新昌寺の歴史について

新昌寺の歴史について

1539年(天文八8年) - 喜船庵の創建

新昌寺は、1539年(天文八8年)長篠山・醫王寺四世月傳太隋大和尚により創建されました。本尊は釈迦牟尼仏。
創建当初は「喜船庵」と称されておりました。
庵とは、風流人など浮世離れした者や僧侶が執務に用いる質素な佇まいの小屋のことで、恐らく当時は現在の新昌寺よりも小規模な佇まいであったと考えられております。
 

1660年(萬治3年) > 1791年(寛政3年) - 興国山・新昌寺へ

「喜船庵」は1660年(萬治3年)新昌寺と改められ、1791年(寛政3年)興国山・新昌寺に改められました。
その際、長篠山・醫王寺より十四世仙翁覚大和尚を勧請開山とし、開基は時の有海地区の領主、旗本・松平加賀右衛門として現在に至っております。
 

1575年(天正3年) > 1763年(宝暦13年) - 長篠の合戦と鳥居強右衛門勝商公

1575年(天正3年)に起った長篠の合戦では、「喜船庵」(当時)のある有海地区は激戦地となりました。その合戦の最中敵方に捕らわれ、忠義を貫いた上、磔死により壮絶な最期を遂げました、奥平家の忠臣・鳥居強右衛門勝商公が埋葬された墓は、現在も手厚く供養されております。
墓は1603年(慶長8年)に強右衛門の妻の故郷である作手村甘泉寺へ移設され、その後、1763年(宝暦13年)に有志の手により新しく新昌寺に再建されました。
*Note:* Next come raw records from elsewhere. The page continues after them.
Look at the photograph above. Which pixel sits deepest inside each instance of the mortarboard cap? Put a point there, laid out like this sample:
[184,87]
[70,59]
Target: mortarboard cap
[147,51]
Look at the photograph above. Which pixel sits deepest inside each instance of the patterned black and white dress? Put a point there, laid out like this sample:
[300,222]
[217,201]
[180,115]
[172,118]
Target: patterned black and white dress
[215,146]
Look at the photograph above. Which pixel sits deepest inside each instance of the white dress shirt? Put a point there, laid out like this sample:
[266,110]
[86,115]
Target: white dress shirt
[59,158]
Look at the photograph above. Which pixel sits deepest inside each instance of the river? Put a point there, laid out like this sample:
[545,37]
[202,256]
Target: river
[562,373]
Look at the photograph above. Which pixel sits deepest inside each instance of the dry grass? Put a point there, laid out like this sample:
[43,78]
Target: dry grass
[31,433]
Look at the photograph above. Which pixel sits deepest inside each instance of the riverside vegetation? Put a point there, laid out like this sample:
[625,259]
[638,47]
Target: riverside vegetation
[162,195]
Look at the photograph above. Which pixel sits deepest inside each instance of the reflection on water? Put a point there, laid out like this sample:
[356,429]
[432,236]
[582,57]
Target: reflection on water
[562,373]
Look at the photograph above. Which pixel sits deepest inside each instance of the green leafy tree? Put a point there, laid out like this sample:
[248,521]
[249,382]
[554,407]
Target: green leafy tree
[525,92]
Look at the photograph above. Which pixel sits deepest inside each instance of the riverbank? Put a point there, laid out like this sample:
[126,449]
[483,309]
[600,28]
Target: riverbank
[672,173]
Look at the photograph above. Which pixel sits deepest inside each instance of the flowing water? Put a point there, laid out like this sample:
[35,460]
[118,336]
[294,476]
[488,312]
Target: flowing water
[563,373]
(一説には織田信長が強右衛門を弔うために建立させたと伝えられております。)
 
また当山近く、鳥居強右衛門勝商公が磔にされた有海原の篠場野には、磔死趾の碑(碑文 徳川家達公 書)があり、その値千金の活躍と至誠の忠義心を今に伝えております。

1903年(明治35年) > 1920年(大正9年) - 鳥居閣の建立

鳥居 強右衛門勝商公の磔の様子1903年(明治35年)境内本堂脇に奥平家忠臣・鳥居強右衛門勝商公を供養し、その業績を讃え後世に伝える為、有志により【鳥居閣】が建立され、1920年(大正9年)には墓が拡張され現在に残る形に整備されました。
 
また、本堂内及び【鳥居閣】には敵方である武田家家臣・落合佐平次道久公が鳥居公の忠義心に感銘を受け、描いたとされる鳥居強右衛門勝商公磔之図を書き直したものや、明治時代の画家揚州周延による合戦時の様子を描いたものが伝わり残されております。
 

1994年(平成6年) > 現在、そして未来へ - 現十九世の着任、永代供養墓の建立

1994年(平成6年)より現十九世が住職を務めており、今日迄20年以上に渡り‘興国山・新昌寺’の持つ長い歴史を伝え、そして今日もまた新たな歴史を紡ぎ続けております。
 
新昌寺では今後、現代における超高齢化、過疎化等々、様々な地域の抱える問題に対して、既存の寺院より一歩踏み出した問題解決を図り、より一層、地域社会に貢献し、次世代に向けた新しい取り組みを行って参ります。
 
その一つに永代供養というモノがあります。先祖を始めとする一族の眠る墓も、維持・管理する事が困難な時代になって来ております。当山でも2015年(平成27年)に永代供養墓・縁を建立し、またお墓の代理参拝をする~守り人~等のかつて無い御供養のカタチ、新しい選択肢を御提案させて頂いております。
 
守るべき歴史と伝統は尊重し後世に伝えつつも、既成の概念に囚われず現代に即したお寺の在り方を追及して行く所存でおります。
新昌寺は、今迄もそしてこれからも地域と共に歩んで参ります。
 

新昌寺の今の様子

歴史を育む当山を、写真でご紹介いたします。

新昌寺の外観当山の門をくぐると、広々とした敷地が目の前に広がります。写真左手に見えるのは、三河武士、鳥居強右衛門勝商公を祀った「鳥居閣」です。

 

新昌寺の外観 別の角度から別の角度から撮影した、当山の外観です。空を遮るものは何もなく、開放感を感じることができます。

 

新昌寺 緑が育む本殿入り口には、丁寧に手入れのされた日本庭園が、ご参拝の皆様をお出迎えいたします。

 

陣没将士の墓苑「戦国の陣没将士墓苑」は、長篠・設楽原の戦いでの陣没将士を祀った墓苑です。

 

陣没将士墓苑の近景長篠の戦いで、自らの身を賭して勝利を導いた、鳥居 強右衛門勝商公についても、この墓碑に記されています。